The other day, I saw a very disturbing video… had I know what I was about to view, I probably wouldn’t have watched it. The first time the sound was off… the second time too… I didn’t want to hear the gun cock, I didn’t want to hear the gun shots… I didn’t need to. I’ve heard it too many times before. You’ve probably seen the posts, and if not, I won’t rehearse the story here, but anyway…
After doing what I could from afar I decided that I wanted to make my own statement. My narrative never changes. God. Love. Creativity. Social activism. That’s who I am, generally with much laughter in between. Yet, I couldn’t laugh that day, so I made a shirt. If you follow me on social media, then you know what the shirt said…
I asked my brother if he liked my shirt. He said, “You can’t wear that.” I get it. I understand the sentiment, but I have never been and will never be the person who does NOTHING. In that moment, that’s what I needed for my mental health…to once again force a choked hashtag past my lips. As many of the people I know are, I was simply tired of the same conversation over, and over again…
I went to pick up my sister, so she could take pictures of me in the shirt, and my Mzazi said, “Be Safe.” It was a firm statement. As if the thought of me leaving, wearing something I felt from the core of who I am, could be a reason for me to end up in an unsafe situation…
It reminded me of a healing event I went to Brooklyn, NY, where an officer had gunned down a young man in the community. The community had come together to do art projects, massages, meditation, a community chat, and a balloon release. During the community chat, one of the mother’s said that every morning before leaving for work, she looks at her boys and she says, “Come Home!” It was her way of speaking by faith that they would be safe one more day and make it home that evening.
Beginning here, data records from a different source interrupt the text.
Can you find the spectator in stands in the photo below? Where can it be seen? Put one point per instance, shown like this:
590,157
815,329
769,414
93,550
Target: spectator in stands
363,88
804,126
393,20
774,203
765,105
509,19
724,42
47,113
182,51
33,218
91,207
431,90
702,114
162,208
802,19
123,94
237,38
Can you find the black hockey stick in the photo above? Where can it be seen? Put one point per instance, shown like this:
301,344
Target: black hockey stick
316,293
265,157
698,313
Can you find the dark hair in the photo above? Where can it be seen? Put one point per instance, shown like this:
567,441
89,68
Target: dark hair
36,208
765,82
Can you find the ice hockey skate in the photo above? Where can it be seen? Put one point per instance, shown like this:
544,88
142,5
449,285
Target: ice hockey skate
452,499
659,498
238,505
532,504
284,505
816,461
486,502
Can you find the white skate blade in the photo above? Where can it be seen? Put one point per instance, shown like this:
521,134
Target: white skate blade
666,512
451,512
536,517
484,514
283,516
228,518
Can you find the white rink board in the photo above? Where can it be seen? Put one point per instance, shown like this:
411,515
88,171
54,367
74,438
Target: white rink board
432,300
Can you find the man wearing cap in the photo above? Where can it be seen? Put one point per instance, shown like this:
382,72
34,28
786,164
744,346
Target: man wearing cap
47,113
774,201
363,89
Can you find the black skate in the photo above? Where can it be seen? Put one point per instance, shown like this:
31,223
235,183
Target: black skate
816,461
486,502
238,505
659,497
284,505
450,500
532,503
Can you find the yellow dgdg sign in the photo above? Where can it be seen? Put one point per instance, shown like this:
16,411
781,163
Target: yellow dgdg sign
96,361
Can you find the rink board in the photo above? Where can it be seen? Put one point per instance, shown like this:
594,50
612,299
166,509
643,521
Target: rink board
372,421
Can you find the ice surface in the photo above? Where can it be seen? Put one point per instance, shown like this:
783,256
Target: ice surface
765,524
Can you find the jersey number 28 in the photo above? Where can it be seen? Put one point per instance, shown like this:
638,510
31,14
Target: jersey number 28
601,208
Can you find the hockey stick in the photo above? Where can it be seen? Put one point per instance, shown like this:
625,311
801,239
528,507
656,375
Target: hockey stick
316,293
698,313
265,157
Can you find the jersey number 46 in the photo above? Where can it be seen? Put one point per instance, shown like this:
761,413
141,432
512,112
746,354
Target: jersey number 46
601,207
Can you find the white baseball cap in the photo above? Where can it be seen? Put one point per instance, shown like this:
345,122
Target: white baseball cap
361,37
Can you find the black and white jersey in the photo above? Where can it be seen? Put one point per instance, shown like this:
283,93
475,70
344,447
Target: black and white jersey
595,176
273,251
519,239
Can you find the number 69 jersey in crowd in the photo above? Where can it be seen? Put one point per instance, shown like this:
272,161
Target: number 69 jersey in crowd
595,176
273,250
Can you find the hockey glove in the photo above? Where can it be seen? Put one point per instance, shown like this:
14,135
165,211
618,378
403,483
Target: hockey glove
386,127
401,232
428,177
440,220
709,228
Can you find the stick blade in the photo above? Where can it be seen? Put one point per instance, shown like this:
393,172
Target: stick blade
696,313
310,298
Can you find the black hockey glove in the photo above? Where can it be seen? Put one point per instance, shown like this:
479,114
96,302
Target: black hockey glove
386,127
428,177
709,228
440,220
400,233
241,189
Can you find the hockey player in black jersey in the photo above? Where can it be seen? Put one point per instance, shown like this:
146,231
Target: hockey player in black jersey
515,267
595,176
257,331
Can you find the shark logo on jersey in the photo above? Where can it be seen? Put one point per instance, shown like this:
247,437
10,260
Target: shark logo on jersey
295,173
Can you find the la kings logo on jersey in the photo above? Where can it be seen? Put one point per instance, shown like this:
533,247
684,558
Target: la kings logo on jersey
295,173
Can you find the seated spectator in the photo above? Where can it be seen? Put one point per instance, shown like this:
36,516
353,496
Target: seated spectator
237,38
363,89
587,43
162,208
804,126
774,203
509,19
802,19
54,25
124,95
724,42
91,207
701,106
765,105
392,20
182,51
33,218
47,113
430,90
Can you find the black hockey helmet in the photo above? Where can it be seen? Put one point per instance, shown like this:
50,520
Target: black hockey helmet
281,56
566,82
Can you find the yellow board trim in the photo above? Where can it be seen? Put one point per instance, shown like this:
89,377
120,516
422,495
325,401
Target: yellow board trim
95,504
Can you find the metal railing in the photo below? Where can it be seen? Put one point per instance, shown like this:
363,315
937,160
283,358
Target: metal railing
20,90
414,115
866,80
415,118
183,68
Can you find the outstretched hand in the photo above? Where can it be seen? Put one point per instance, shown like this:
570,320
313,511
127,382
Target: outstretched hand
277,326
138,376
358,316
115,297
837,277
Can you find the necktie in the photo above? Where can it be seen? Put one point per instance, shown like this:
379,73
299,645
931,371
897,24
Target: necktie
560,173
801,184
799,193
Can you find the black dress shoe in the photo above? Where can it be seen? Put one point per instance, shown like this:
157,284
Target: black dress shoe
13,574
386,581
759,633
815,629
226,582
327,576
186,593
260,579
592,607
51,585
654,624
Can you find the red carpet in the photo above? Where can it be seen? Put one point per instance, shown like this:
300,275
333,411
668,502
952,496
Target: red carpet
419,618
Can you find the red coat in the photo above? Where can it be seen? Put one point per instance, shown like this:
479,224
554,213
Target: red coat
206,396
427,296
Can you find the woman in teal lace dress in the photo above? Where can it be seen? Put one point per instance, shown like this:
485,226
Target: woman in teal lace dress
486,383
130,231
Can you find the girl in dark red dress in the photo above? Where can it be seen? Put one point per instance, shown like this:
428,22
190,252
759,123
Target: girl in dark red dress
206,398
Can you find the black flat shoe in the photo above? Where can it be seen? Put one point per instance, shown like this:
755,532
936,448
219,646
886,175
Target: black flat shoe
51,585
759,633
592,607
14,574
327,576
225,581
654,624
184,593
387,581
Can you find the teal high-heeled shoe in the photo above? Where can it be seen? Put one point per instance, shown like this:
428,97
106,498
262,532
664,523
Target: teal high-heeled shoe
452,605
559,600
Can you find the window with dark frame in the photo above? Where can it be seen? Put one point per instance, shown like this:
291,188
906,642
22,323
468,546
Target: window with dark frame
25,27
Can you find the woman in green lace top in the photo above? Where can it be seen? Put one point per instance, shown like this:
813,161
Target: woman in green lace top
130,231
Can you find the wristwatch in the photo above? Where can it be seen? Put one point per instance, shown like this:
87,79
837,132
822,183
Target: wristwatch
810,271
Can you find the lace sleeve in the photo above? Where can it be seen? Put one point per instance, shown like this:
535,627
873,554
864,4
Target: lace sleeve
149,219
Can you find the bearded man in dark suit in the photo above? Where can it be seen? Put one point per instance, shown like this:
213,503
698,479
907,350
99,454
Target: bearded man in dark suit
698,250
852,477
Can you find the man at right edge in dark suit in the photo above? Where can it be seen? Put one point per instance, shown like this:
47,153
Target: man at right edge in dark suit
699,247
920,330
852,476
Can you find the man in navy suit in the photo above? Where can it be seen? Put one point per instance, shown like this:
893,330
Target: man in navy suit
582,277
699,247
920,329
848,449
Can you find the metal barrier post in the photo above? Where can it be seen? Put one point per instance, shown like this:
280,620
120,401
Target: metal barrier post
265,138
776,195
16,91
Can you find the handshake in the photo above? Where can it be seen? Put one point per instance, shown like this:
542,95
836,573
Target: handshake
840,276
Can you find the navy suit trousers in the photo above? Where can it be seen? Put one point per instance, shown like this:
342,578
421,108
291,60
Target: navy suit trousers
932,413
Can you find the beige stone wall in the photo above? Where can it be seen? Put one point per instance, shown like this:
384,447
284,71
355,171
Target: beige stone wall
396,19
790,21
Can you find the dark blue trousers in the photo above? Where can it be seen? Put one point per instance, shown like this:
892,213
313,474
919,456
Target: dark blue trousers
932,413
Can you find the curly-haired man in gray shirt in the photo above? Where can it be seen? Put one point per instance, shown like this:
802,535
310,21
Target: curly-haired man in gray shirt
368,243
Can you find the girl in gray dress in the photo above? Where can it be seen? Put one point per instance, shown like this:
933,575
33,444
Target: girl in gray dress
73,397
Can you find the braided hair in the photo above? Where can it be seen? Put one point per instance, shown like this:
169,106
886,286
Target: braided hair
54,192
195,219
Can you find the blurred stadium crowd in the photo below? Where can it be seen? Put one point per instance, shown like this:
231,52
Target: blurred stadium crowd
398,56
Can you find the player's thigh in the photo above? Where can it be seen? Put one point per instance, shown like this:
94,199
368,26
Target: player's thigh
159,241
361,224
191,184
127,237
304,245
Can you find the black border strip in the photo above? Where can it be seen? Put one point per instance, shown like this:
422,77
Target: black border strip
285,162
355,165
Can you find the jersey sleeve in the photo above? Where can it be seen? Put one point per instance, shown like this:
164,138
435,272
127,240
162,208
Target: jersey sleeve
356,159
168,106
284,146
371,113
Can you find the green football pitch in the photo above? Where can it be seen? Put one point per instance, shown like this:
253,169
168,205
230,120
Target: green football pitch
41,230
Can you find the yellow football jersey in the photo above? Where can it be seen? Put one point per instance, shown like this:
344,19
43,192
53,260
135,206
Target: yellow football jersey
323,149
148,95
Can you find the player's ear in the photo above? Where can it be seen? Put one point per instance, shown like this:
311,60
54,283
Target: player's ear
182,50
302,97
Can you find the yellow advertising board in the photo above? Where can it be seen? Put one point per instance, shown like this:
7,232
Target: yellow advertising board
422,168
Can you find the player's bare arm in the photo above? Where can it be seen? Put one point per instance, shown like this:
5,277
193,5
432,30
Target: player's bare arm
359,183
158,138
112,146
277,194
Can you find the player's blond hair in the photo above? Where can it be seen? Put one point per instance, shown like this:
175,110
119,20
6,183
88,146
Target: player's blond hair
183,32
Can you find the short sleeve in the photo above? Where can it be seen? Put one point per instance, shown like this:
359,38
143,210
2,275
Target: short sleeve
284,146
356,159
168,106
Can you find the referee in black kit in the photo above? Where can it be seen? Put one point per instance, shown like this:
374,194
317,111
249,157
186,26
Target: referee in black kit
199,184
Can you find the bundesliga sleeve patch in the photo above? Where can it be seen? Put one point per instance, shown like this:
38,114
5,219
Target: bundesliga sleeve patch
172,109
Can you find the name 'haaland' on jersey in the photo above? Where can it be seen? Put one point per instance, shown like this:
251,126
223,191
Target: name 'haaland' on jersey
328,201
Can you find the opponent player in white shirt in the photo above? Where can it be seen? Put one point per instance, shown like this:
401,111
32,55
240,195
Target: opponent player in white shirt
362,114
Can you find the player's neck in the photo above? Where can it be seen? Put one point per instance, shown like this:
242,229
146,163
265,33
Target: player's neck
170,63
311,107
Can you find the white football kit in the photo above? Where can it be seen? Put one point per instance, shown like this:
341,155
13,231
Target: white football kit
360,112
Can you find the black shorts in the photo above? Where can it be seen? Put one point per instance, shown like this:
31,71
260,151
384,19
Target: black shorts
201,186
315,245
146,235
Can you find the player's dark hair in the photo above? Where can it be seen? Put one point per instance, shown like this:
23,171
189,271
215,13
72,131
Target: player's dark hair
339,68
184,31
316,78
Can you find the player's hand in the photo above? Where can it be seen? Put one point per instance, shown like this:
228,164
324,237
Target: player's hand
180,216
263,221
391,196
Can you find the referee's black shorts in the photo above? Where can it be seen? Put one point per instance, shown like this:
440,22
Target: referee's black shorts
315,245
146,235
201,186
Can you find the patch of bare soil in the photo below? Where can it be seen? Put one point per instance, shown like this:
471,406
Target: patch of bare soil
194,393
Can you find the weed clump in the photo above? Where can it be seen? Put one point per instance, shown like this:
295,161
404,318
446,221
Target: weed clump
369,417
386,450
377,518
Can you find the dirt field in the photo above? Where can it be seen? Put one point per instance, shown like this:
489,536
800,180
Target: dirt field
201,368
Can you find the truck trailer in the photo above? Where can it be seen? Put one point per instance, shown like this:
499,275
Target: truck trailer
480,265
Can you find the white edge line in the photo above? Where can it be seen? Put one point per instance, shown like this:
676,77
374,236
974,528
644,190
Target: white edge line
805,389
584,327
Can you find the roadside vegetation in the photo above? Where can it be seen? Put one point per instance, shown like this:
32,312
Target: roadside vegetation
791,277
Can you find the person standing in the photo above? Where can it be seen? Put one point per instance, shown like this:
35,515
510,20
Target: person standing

How can we live in a world where that is the reality of a mother! And to think that something as minuscule as a tshirt, if for only a second sparked a similar fear in my Mzazi. If my family knew of some of the rally’s and events I attended in the name of activism, they’d probably fear more… not because of anything illegal, but because of their perception of what “safe” is…
I can only be who I am. I can’t fear tomorrow, I can’t fear an hour from now. I can’t let the constant anxieties that rest in the heaviness of my blackness consume me.
I’ve been on the opposite side of a drawn gun, for no other reason than being born who I am. Being born black is the most dangerous thing that has ever happened to me, and I wouldn’t change it for anything.
So to you reading this, if you’ve made it this far… maybe you can identify, maybe you can’t, but equality, justice, truth… that’s all of our burden to carry. Be safe, and make it home!
In Second Timothy 1:7, Apostle Paul says to Timothy, “For God hath not given us the spirit of fear; but of power, and of love, and of a sound mind.” Before that though, he speaks of the faith, the sincere faith, that ran through the women in Timothy’s family, his grandmother and his mother and because of that he says, I am sure it dwells in you.
So if nothing else, take the advice of Apostle Paul and rekindle that faith, not in man, but in God. He will not disappoint.
As always, feel free to reach out…
To the reader, I love you.
To the creative, I am inspired by you.
To the thinker, I am learning from you.
To the doer, I am encouraged by your fearlessness.
P.s. women are always at the forefront of progression.